Adverse Effect and Cost:
Medical/surgical treatments always come with downsides. Cancer chemotherapy, for instance, can be life preserving but it can also be difficult to take because of side effects. Statin drugs reduce future heart attacks but it requires taking a pill every day. (We call that pill disutility.)
Left atrial appendage closure as an add-on when the surgeon is already there added only 6 minutes to bypass time and no extra bleeding or re-operations.
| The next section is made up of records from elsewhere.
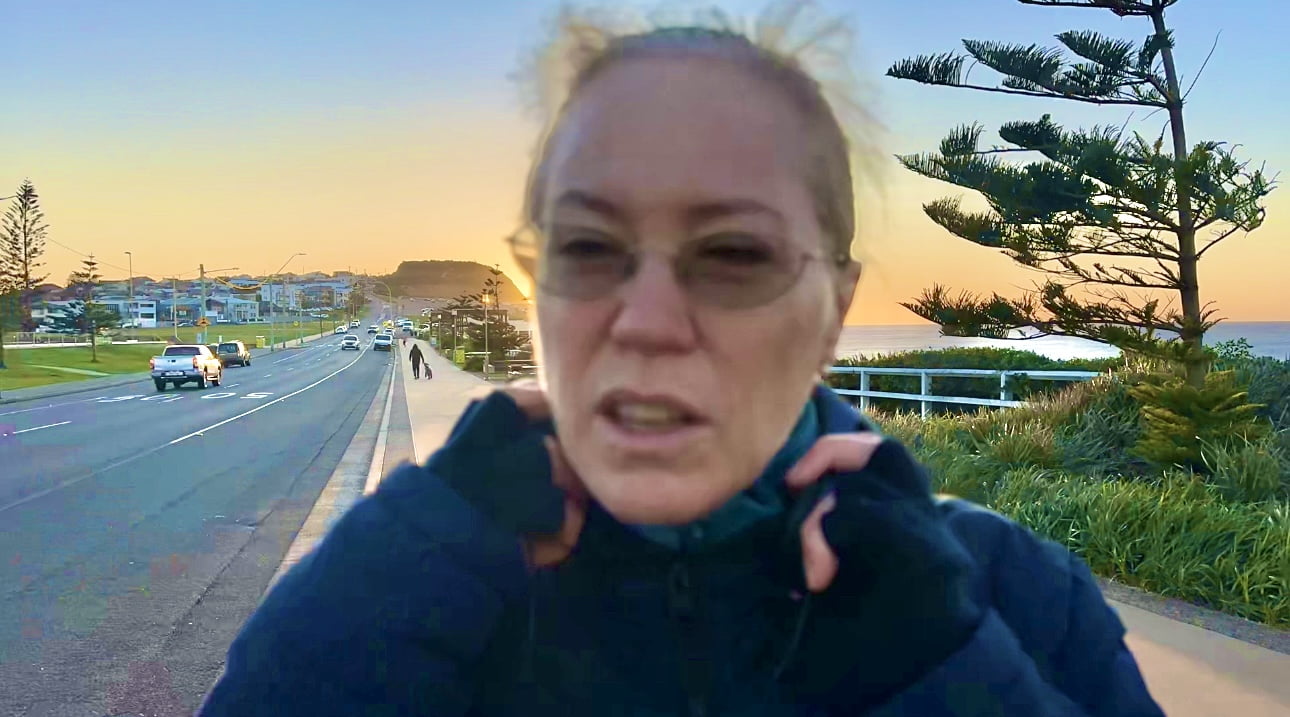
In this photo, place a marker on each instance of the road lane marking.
(48, 406)
(36, 428)
(378, 455)
(262, 406)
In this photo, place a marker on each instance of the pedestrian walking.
(417, 359)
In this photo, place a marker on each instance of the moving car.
(234, 352)
(186, 364)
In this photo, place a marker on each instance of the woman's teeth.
(648, 415)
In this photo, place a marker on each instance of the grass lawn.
(26, 366)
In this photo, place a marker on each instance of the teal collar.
(765, 498)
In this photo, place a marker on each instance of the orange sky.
(435, 186)
(186, 142)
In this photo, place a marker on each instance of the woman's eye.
(585, 244)
(587, 248)
(737, 252)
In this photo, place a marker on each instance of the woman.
(708, 530)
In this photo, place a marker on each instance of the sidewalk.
(434, 405)
(1192, 672)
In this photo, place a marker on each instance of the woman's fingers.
(836, 453)
(819, 561)
(552, 550)
(545, 552)
(561, 472)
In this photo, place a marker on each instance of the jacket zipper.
(694, 668)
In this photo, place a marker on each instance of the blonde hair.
(800, 52)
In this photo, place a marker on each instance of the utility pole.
(174, 304)
(201, 271)
(201, 311)
(272, 324)
(130, 308)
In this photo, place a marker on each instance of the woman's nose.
(653, 311)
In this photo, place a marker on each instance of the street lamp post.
(272, 325)
(201, 271)
(129, 307)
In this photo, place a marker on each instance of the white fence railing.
(926, 397)
(39, 338)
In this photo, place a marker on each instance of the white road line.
(36, 428)
(262, 406)
(48, 406)
(378, 454)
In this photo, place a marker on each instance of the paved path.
(1192, 672)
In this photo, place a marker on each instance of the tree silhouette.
(1117, 221)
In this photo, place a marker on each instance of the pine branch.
(1125, 8)
(1222, 235)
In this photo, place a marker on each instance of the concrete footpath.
(1192, 672)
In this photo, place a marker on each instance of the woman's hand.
(545, 551)
(892, 579)
(837, 453)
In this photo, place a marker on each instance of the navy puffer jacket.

It was a low-burden, low-cost therapy that allows for 100% compliance and no disutility.
Translation to Practice
Every trial requires wise application to practice. Two big points to make about LAAOS III:
LAAOS III studied appendage closure in addition to standard care, including anticoagulant drugs. It does not mean that we can substitute appendage closure for these drugs. That would require a second trial.
LAAOS III studied surgical closure from the outside of the atrium. Surgeons leave no foreign body inside the atrium. This differs greatly from the increasingly popular percutaneous technique using devices such as Watchman. This trial should not increase enthusiasm for Watchman-type closure of the appendage.
I hope that this exercise fosters understanding of the approach to clinical evidence. You can use this framework for any clinical trial in any field.
Love this content!
Thanks for this very interesting piece - it spurred me to look at the pdf presentation of the results by the trial team.
However, the pdf's joyfully positive spin on the results made me wish for a more sober analysis, particularly of the post-surgery events in the two groups.
For example, since the 4800 patients were spread out over so many countries, were there any country patterns or skews detected regarding the events? Were there any patterns regarding patients' past medical histories? Since the death rates were identical in the two groups, were the actual causes of death also largely identical? Were the average ages at death the same? Were there any skews regarding deaths in different countries?
Still, I saw a comment by Dr. Gani who wondered whether the identical mortality rates didn't tend to reduce the clinical relevance of the trial, unless it was demonstrated that quality of life was measurably improved. This seems a reasonable question regarding any intervention in elderly patients.
Didn't read the whole NEJM study though, so maybe some of these questions were addressed.